I am not American. I am not Black. I am not the target age for a children’s picture book. But none of this lessened the impact That Flag by Tameka Fryer Brown—an outstanding writer, by the way—had on me as a reader. The story follows two best friends, one Caucasian (Bianca) and one African American (Keira), who do everything together at school but cannot spend time together afterwards, even though they’re neighbours. Why? Bianca’s family flies a confederate flag. A trip to the museum, where there is an exhibit on Black history and civil rights in the States, helps Keira realize why that flag is such a big deal… and why she can’t be friends with someone believes it only signifies southern pride.
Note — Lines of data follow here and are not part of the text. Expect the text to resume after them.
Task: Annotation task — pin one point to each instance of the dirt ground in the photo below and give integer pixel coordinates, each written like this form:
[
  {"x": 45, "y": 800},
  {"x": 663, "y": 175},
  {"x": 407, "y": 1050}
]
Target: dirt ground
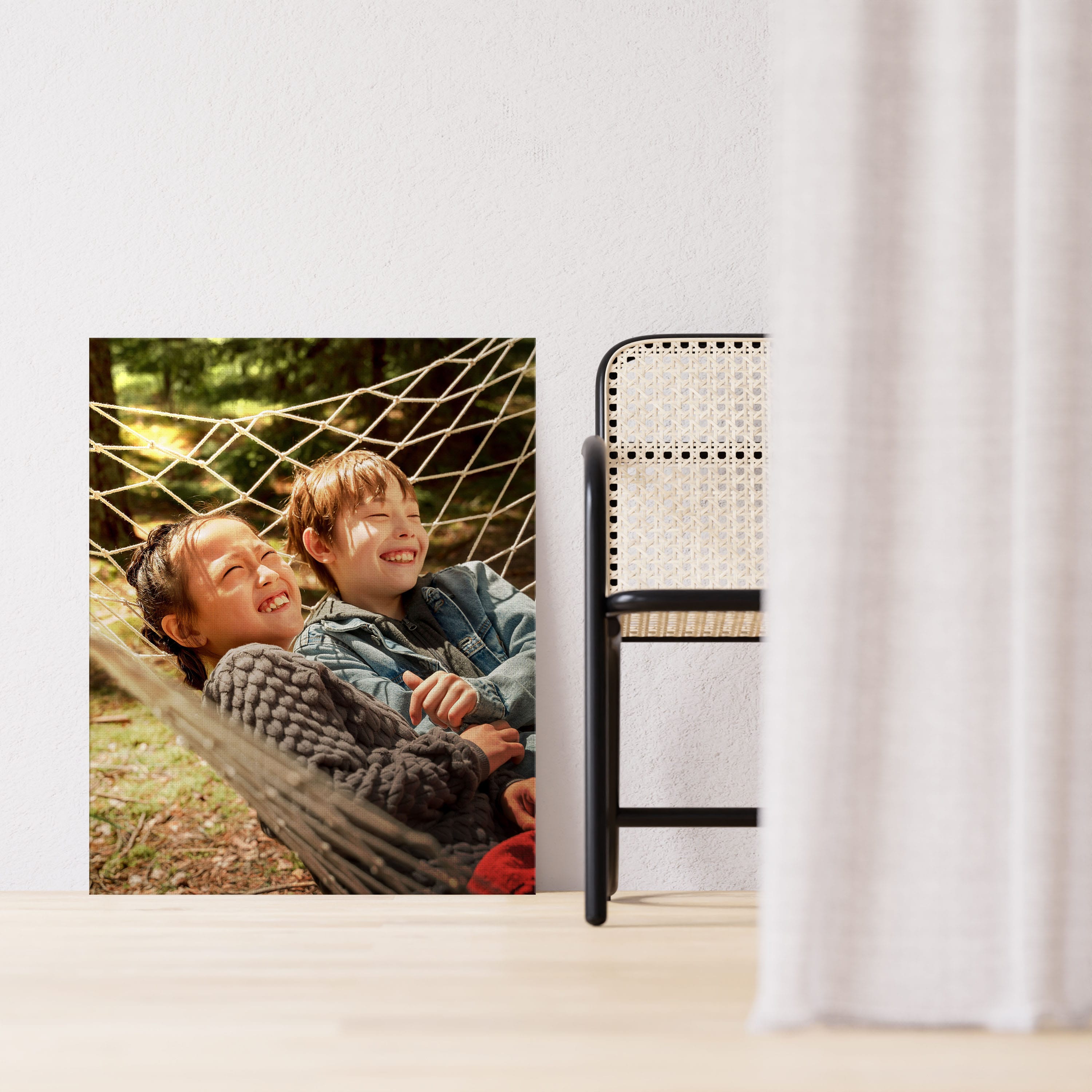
[{"x": 162, "y": 822}]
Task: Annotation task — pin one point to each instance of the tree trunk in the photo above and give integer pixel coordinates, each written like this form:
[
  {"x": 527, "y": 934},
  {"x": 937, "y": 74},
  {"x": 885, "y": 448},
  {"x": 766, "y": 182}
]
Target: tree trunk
[{"x": 108, "y": 530}]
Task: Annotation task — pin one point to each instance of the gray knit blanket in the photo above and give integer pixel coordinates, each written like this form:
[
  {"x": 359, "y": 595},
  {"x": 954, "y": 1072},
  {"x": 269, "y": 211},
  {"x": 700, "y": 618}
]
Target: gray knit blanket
[{"x": 437, "y": 782}]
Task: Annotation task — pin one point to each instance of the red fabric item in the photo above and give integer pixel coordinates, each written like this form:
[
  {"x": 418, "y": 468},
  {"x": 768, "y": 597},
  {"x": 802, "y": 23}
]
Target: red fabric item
[{"x": 508, "y": 869}]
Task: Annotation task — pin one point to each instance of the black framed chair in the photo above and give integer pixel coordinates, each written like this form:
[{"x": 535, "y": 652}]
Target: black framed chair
[{"x": 674, "y": 544}]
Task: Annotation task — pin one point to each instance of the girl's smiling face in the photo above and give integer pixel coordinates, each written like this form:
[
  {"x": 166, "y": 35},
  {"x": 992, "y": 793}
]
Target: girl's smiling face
[
  {"x": 378, "y": 552},
  {"x": 242, "y": 590}
]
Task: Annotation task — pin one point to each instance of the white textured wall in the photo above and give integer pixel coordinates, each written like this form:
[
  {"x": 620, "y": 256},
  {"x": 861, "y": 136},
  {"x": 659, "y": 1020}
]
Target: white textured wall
[{"x": 575, "y": 172}]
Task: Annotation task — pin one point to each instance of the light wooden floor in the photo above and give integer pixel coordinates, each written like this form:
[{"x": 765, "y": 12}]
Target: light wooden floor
[{"x": 411, "y": 993}]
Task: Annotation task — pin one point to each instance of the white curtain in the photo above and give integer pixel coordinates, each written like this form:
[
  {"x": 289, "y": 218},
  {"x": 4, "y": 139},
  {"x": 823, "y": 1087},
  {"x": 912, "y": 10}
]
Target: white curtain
[{"x": 927, "y": 843}]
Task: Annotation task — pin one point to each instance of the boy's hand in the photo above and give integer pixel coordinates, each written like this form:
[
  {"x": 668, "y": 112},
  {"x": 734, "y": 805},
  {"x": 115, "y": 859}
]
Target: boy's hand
[
  {"x": 448, "y": 699},
  {"x": 518, "y": 803},
  {"x": 500, "y": 742}
]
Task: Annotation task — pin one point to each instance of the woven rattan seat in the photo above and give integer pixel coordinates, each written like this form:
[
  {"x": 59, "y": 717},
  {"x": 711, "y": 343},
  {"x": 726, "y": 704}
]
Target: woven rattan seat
[{"x": 675, "y": 541}]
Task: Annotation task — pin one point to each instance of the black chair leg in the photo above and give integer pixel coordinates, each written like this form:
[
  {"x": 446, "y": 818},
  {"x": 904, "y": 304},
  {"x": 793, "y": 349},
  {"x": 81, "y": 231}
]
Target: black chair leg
[
  {"x": 614, "y": 749},
  {"x": 597, "y": 779}
]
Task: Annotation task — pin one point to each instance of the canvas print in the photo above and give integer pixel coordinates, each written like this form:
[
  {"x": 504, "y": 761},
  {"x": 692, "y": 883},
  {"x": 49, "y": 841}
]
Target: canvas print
[{"x": 312, "y": 589}]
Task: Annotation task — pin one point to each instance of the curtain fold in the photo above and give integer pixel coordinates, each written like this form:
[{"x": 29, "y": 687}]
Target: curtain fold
[{"x": 927, "y": 804}]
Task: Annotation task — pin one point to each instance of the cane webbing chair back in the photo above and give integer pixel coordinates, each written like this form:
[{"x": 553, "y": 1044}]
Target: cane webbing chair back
[{"x": 685, "y": 424}]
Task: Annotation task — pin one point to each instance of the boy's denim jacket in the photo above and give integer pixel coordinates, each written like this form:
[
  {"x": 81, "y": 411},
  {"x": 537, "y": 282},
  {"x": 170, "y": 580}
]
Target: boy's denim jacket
[{"x": 482, "y": 614}]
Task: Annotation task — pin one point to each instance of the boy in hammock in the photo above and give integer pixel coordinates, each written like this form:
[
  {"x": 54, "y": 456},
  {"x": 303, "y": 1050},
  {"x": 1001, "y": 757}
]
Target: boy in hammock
[{"x": 454, "y": 648}]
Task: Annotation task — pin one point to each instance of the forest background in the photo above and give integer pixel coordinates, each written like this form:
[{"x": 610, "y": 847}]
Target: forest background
[{"x": 203, "y": 433}]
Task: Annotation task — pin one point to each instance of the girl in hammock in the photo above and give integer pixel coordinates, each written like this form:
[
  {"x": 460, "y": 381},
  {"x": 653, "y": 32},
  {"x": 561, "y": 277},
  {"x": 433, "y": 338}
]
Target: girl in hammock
[{"x": 226, "y": 606}]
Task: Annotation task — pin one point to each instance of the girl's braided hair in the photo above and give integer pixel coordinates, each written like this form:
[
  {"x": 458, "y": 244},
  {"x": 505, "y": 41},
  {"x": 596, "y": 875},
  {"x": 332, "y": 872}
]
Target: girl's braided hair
[{"x": 159, "y": 578}]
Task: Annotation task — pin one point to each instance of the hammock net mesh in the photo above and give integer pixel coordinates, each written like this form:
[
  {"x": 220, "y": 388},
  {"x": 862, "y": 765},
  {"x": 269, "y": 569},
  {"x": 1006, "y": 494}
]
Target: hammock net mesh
[{"x": 461, "y": 426}]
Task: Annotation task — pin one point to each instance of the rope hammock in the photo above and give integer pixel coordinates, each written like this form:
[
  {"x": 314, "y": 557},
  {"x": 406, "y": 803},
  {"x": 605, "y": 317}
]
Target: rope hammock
[{"x": 410, "y": 419}]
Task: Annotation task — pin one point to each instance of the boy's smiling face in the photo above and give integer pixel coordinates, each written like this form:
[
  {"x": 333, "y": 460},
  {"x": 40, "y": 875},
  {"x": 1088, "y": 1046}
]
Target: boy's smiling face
[{"x": 378, "y": 552}]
Is there any hope for these two ex-besties?
Nikkolas Smith, an artist specializing in bringing Black stories to life through artivism (art + activism), illustrates That Flag with vibrant colours and soft strokes that help the reader focus on the most important details. Every page captures the range of emotions that Keira feels as she learns about her country’s racist history and sees it reflected not only in old photographs but even in her best friend’s yard.
“But how will we explain slavery and racial violence to (white) kids? What about their innocence?” some might ask. There is no better answer than what the author includes in her Author’s Note at the end of the book: “If human beings can learn to be racist, we can also learn not to be. In fact, your generation could grow up to be the fairest, most inclusive generation our nation has ever seen… especially if we adults do our part and tell your more truths about more things.”
Amidst heated debates and book bans in the United States, authors like Tameka Fryer Brown stand tall and show the world that stories like the one in That Flag need to be shared, not removed from classroom and library shelves. It’s up to us as adults to make a better world for our kids, yes, but also give them the tools they need to build a future where everyone feels heard, respected, and safe.